The most promising of them may literally be the key to controlling hypertension, switching off the signalling pathways that lead to the deadly condition, researchers said.
Scientists from the University of California, San Diego studied the properties of the peptide called catestatin that binds nicotinic acetylcholine receptors found in the nervous system, and developed a pharmacophore model of its active centers.
They screened a library of compounds for molecules that might match this 3D "fingerprint". The scientists then took their in-silico findings and applied them to lab experiments, uncovering compounds that successfully lowered hypertension.
"This approach demonstrates the effectiveness of rational design of novel drug candidates," said lead author Igor F Tsigelny, a research scientist with the university's San Diego Supercomputer Center (SDSC).
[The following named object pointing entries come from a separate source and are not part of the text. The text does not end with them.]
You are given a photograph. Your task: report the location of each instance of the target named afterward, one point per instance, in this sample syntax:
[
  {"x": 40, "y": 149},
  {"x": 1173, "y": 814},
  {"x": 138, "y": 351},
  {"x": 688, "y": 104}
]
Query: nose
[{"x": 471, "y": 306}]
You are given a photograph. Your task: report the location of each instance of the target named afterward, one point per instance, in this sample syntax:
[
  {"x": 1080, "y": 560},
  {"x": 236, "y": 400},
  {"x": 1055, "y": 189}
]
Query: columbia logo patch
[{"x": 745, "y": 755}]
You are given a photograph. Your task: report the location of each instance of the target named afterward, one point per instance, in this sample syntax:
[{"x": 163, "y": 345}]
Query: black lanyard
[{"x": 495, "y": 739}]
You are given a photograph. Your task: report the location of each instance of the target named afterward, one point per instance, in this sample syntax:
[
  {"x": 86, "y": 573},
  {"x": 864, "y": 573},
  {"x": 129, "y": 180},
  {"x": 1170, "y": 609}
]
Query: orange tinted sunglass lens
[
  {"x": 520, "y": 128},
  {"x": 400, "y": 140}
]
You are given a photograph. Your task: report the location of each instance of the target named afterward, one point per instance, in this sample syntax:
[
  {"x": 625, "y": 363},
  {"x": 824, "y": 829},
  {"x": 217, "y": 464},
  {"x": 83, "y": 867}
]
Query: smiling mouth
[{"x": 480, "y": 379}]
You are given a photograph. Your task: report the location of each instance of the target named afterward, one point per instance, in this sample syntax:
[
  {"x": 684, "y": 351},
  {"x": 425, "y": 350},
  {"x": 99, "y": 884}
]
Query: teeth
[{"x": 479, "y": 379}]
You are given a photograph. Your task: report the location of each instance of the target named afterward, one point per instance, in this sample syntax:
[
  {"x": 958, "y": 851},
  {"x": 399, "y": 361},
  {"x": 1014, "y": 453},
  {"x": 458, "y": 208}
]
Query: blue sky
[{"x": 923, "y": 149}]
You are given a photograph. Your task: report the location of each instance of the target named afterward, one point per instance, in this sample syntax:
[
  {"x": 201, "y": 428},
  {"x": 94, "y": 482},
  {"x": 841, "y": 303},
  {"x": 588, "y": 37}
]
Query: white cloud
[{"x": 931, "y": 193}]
"Our results suggest that analogs can be designed to match the action of catestatin, which the body uses to regulate blood pressure," said Daniel T O'Connor, a professor at the UC San Diego School of Medicine and senior author of the study.
"Those designer analogs could ultimately be used for treatment of hypertension or autonomic dysfunction," said O'Connor.
The research may lead to a new class of treatments for hypertension. Researchers targeted the hormone catestatin for therapeutic potential.
Catestatin acts as the gatekeeper for the secretion of catecholamines - hormones that are released into the blood during times of physical or emotional stress. A drug that mimics the action of catestatin would thus allow people to control the hormones that regulate blood pressure.
Researchers figured out which residues of catestatin are responsible for binding to the nicotinic receptor - similar to mapping how the ridges on a key fit into a lock.
They created a three-dimensional model of the most important binding centers - the pharmacophore model. Then they screened about 250,000 3D compound structures in the Open NCI Database to select ones that fit this fingerprint of active centers.
They discovered seven compounds that met the requirements, and tested those compounds in live cells to gauge their effects on catecholamines. Based on their findings, they tried one compound (TKO-10-18) on hypertensive mice, and showed that this compound produced the same anti-hypertensive effect as catestatin.
"Further refinement of our model should lead to the synthesis and development of a novel class of anti-hypertensive agents," she said.
The study was published in Bioorganic & Medicinal Chemistry.